It Happened One Oscar Night Eighty Years Ago
(from Sag Harbor Express Online 2/19/15)
By Danny Peary
Considering the title of Frank Capra’s classic, it seems odd that this weekend the IFC Center will be showing It Happened One Night at 11 a.m. in the morning. But no matter, it’s Oscar weekend and this 105-minute, black-and-white comedy gem captured all the major awards for 1934 on February 27, 1935 at the Biltmore Hotel in Los Angeles. So see it after breakfast even if you have to hitch a ride, as Clark Gable (who was loaned to Columbia Pictures as punishment) and Claudette Colbert do unforgettably in the film. Incidentally, Colbert, a splendid actress who is too often forgotten today, had to be persuaded to get off a train bound for New York to collect her statue. No true movie fan should have to be persuaded to see this marvelous film whenever it plays on the big screen, but let me reprint what I wrote about it thirty years ago inGuide for the Film Fanatic:
“Irresponsible heiress Claudette Colbert (as Ellie Andrews) runs away from home after her father (Walter Connolly) annuls her marriage to a no-account aviator playboy. She wants to get back to the playboy and becomes the object of a nationwide search. She ends up on a bus with boozy, hardboiled reporter Clark Gable (as Peter Warne). He says he won’t turn her in, as long as he can get an exclusive on her story–that will get him his job back at the paper that fired him. On their journey they do a lot of squabbling, but fall in love. Super Frank Capra comedy was supposed to be a minor picture but wound up as the first picture to win all five major Oscars: Best Picture (a rarity for a comedy), Best Director, Best Actor, Best Actress, and Best Adapted Screenplay (by Robert Riskin). Many critics regard it as the first screwball comedy, but the humor is surprisingly controlled. It comes naturally from the two actors, whose characters are wild only at the beginning.

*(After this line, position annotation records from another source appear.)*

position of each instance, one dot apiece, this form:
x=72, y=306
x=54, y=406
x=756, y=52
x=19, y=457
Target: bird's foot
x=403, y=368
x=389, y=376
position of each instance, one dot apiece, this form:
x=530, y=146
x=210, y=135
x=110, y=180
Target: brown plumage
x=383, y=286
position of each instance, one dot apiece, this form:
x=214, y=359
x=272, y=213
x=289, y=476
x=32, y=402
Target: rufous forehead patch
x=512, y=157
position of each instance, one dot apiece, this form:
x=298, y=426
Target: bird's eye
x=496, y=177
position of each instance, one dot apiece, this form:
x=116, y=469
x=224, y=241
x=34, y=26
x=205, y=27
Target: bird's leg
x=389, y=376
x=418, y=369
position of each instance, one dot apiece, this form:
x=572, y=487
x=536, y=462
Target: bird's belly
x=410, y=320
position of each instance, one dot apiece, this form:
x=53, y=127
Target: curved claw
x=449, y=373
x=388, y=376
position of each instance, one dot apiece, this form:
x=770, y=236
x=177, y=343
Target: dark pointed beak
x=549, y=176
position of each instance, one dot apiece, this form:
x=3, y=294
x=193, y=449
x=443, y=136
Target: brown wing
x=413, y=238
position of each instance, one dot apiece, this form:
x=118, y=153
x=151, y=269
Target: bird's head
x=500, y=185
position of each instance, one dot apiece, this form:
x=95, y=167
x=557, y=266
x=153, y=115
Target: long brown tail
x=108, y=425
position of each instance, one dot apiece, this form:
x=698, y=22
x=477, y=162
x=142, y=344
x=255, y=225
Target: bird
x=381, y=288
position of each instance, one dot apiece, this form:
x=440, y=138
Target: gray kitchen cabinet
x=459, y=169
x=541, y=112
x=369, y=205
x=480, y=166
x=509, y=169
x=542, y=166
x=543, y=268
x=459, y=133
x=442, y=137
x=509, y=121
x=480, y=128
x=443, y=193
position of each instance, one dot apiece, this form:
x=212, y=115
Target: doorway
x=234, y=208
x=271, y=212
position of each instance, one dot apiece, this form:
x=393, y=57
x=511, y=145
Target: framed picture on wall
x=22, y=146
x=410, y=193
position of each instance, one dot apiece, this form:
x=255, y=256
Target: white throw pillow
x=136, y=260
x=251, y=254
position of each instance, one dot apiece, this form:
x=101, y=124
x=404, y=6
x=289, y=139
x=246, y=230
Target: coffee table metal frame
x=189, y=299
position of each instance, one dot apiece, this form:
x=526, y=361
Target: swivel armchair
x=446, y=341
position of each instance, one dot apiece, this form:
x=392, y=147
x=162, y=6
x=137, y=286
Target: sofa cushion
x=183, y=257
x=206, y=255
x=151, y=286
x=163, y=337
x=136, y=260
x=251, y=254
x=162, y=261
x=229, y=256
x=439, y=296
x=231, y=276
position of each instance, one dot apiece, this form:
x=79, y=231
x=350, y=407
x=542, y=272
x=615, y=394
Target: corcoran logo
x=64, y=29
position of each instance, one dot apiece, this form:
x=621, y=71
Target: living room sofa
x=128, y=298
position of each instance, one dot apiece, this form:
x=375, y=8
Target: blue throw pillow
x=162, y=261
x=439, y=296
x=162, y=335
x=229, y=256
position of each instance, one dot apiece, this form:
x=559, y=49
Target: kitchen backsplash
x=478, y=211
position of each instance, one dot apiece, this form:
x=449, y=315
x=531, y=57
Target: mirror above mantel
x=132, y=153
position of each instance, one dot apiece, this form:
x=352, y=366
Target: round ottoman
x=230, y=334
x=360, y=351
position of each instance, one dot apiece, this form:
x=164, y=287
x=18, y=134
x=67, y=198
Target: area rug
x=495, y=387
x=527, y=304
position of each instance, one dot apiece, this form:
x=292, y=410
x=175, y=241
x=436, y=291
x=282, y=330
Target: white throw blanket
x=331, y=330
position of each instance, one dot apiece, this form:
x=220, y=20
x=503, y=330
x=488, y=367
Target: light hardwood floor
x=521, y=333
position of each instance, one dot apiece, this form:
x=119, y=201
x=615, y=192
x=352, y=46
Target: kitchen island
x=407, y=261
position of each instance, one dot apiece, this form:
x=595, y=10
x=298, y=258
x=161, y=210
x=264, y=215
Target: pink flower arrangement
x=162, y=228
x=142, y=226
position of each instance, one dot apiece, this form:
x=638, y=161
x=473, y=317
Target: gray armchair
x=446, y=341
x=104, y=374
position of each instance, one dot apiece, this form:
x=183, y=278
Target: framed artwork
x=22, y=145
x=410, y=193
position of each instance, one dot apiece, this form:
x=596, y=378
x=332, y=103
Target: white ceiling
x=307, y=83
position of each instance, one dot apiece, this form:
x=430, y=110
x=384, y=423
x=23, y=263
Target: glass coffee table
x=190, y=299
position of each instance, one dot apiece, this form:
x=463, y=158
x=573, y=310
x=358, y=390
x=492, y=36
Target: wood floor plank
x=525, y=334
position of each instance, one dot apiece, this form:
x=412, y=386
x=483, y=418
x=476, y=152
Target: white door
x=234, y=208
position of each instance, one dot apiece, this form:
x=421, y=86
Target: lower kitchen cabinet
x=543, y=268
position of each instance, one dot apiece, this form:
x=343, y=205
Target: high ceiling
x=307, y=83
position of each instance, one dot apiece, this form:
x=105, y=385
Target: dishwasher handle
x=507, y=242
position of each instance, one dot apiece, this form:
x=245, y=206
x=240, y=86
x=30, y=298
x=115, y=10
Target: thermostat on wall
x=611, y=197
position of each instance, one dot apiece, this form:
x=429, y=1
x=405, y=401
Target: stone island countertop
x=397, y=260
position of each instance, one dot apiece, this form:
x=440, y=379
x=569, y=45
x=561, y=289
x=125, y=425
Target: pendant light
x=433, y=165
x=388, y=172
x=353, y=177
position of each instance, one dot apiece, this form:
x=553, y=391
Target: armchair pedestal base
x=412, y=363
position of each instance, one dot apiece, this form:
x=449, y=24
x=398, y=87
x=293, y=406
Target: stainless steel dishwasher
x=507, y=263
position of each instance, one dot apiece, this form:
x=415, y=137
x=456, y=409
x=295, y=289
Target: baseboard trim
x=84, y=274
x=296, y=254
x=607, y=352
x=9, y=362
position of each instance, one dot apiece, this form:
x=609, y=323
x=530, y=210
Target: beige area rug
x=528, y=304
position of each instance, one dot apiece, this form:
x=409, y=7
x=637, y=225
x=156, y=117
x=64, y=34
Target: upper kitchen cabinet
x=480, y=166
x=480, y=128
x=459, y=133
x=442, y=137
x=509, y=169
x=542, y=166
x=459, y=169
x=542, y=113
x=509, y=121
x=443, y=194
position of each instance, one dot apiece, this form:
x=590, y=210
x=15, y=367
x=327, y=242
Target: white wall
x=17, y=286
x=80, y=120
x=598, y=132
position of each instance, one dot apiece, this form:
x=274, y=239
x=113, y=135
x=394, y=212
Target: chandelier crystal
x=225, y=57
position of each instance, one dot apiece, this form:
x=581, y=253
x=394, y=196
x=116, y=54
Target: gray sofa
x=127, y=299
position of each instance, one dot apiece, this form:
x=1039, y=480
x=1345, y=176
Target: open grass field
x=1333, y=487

What makes the film so special is that it is composed ofsmall moments–Gable demonstrating hitching techniques for Colbert (who realizes a pretty leg is better than a thumb); Gable teaching Colbert how to dunk donuts properly; Gable carrying Colbert across a stream and arguing with her about the definition of a piggy back ride; the motel scene (Gable didn’t wear an undershirt, causing sales to decline nationwide) in which Colbert and Gable sleep on opposite sides of a hanging blanket–the “Walls of Jericho” will come tumbling down in the end. Weirdest scene has Gable pretending to be a mobster to scare off Roscoe Karns so he won’t blab about Colbert’s whereabouts–Gable actually threatens to harm his children. From Samuel Hopkins Adams’ story “Night Bus,” which provided the title. Also with Jameson Thomas (as the aviator), Alan Hale, Ward Bond.” Good news is that the IFC Center is showing a new print that was made from a digitally-restored master film copy. It was restored frame-by-frame from the original negative in 2013 of the pre-production-code film that Colbert thought back in 1934 was “the worst picture in the world”–until she took home (or to New York) her only Academy Award this week eighty years ago.